Kelly Ripa, Ryan Seacrest and the women from “The View” are taking a trip to downtown New York – along with the rest of Walt Disney’s Big Apple operations.
The owner of ABC and ESPN said it had reached a deal with Trinity Church Wall Street to acquire the rights to develop the church’s property at 4 Hudson Square in New York City in a deal valued at $650 million. As a result of the pact, Disney gains the rights to develop 4 Hudson Square for 99 years. But it means the company will eventually leave the office building it has inhabited since the late 1980s – the longtime site of “World News Tonight” and sundry productions from its New York flagship station, WABC.
“This move represents an historic step forward toward our long-term vision for our New York operations. The Hudson Square district is rapidly becoming a dynamic, innovative hub for media, technology and other creative businesses, ” said Robert A. Iger, chairman and CEO of Disney, in a prepared statement. “We are pleased and proud to be joining this exciting community and look forward to investing in the growth and development of the neighborhood.”
The new property will, once completed, including flagship homes for WABC-TV, ABC News; “Live with Kelly and Ryan” and “The View.” Disney Streaming Services will also relocate to the new headquarters from its current location in Chelsea Market.
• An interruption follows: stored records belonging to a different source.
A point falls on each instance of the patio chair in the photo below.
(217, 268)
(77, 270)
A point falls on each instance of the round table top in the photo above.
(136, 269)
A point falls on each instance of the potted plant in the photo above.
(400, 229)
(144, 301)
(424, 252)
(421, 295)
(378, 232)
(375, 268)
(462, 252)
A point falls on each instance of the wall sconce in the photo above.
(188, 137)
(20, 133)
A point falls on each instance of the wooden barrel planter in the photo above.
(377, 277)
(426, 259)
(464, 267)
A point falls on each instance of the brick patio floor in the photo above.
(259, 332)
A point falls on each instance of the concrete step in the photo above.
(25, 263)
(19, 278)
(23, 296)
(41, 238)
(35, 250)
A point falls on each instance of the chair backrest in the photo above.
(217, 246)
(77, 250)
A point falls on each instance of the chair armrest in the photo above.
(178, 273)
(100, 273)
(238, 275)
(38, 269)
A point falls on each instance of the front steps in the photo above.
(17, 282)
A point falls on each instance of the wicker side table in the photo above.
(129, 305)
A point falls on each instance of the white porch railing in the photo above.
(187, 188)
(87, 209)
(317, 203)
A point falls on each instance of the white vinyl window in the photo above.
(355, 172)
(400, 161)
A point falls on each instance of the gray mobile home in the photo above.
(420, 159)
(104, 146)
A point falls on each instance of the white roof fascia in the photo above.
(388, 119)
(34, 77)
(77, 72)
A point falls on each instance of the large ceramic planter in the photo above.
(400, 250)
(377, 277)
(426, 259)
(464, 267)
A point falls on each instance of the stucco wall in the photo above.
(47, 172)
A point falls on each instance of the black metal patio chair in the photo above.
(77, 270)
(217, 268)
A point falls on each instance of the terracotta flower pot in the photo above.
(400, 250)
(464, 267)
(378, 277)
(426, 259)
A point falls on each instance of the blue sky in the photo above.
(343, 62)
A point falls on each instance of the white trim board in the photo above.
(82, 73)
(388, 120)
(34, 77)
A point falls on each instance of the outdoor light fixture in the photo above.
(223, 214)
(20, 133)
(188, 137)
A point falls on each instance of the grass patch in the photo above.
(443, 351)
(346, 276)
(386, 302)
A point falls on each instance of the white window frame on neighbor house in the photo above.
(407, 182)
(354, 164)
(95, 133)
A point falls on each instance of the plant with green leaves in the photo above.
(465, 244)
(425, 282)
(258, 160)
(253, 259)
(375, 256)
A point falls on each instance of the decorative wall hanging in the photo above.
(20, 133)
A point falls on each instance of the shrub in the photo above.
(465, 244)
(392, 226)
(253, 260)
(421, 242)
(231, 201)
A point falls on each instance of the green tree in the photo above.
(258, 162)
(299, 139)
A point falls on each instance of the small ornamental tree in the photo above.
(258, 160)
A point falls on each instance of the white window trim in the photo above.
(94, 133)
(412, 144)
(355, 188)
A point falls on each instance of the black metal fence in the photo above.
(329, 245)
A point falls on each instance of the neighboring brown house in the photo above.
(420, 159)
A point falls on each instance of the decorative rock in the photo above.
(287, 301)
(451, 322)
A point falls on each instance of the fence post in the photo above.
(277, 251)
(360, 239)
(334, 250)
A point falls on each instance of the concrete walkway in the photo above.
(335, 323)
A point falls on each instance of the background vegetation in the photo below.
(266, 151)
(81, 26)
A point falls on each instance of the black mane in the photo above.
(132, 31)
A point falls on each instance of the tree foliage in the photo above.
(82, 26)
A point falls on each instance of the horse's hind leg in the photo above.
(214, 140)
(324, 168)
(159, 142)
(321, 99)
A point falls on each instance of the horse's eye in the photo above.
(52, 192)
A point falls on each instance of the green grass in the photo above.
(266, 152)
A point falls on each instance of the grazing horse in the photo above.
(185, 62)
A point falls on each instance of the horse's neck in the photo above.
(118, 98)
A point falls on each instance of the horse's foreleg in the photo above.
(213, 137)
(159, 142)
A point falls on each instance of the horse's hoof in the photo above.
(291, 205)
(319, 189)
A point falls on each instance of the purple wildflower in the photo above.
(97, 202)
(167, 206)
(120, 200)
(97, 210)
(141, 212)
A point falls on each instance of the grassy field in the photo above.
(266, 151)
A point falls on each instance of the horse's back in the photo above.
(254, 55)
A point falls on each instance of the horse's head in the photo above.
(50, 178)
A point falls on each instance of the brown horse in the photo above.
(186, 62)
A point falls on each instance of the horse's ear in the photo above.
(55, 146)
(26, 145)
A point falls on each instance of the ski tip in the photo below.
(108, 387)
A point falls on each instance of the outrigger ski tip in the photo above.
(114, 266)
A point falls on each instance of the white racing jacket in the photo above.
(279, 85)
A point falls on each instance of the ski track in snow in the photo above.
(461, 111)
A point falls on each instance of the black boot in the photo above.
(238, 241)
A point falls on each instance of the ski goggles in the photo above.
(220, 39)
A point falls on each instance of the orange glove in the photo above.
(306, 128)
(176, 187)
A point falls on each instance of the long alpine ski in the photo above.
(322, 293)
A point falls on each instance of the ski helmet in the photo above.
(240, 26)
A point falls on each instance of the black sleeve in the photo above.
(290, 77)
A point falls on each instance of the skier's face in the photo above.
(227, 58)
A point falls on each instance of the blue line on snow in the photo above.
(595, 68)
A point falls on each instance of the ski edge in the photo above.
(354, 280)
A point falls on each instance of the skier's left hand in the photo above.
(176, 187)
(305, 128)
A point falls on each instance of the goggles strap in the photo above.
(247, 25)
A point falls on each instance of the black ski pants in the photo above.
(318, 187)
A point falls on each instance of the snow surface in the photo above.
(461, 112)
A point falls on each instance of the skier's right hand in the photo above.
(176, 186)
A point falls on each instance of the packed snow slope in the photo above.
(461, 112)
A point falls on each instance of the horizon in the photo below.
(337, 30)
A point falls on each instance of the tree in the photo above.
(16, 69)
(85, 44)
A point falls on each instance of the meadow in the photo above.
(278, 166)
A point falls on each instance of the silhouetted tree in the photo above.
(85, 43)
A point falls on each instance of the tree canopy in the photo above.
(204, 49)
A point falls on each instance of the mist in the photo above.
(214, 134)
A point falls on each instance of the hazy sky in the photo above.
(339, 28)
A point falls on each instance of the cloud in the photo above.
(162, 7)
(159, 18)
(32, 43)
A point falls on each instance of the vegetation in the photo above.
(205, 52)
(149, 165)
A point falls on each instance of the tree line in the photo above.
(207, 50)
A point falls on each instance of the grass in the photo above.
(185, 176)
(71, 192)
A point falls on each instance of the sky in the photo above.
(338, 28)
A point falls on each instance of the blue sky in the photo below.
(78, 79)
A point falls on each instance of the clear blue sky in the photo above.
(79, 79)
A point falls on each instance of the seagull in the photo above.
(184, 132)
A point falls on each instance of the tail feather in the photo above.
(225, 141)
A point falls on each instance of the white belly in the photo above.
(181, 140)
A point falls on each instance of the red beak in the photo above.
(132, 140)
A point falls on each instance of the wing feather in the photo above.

Disney said “Good Morning America” will continue to be broadcast from its Times Square Studio location.
The 4 Hudson Square site covers a full city block bordered by Hudson, Varick, Van Dam and Spring streets in lower Manhattan. The property is part of Trinity’s real estate portfolio, which dates back to a land grant given by Queen Anne to the church in 1705. Many of the office buildings in the area were built in the 1900s to house printing presses.
Disney said it had struck an agreement to sell its Upper West Side campus in Manhattan to Silverstein Properties, Inc. The transaction does not include the historic Armory building, which stands across the street from the main property and currently houses ESPN operations. Disney will lease-back the facilities for up to five years while developing its new offices.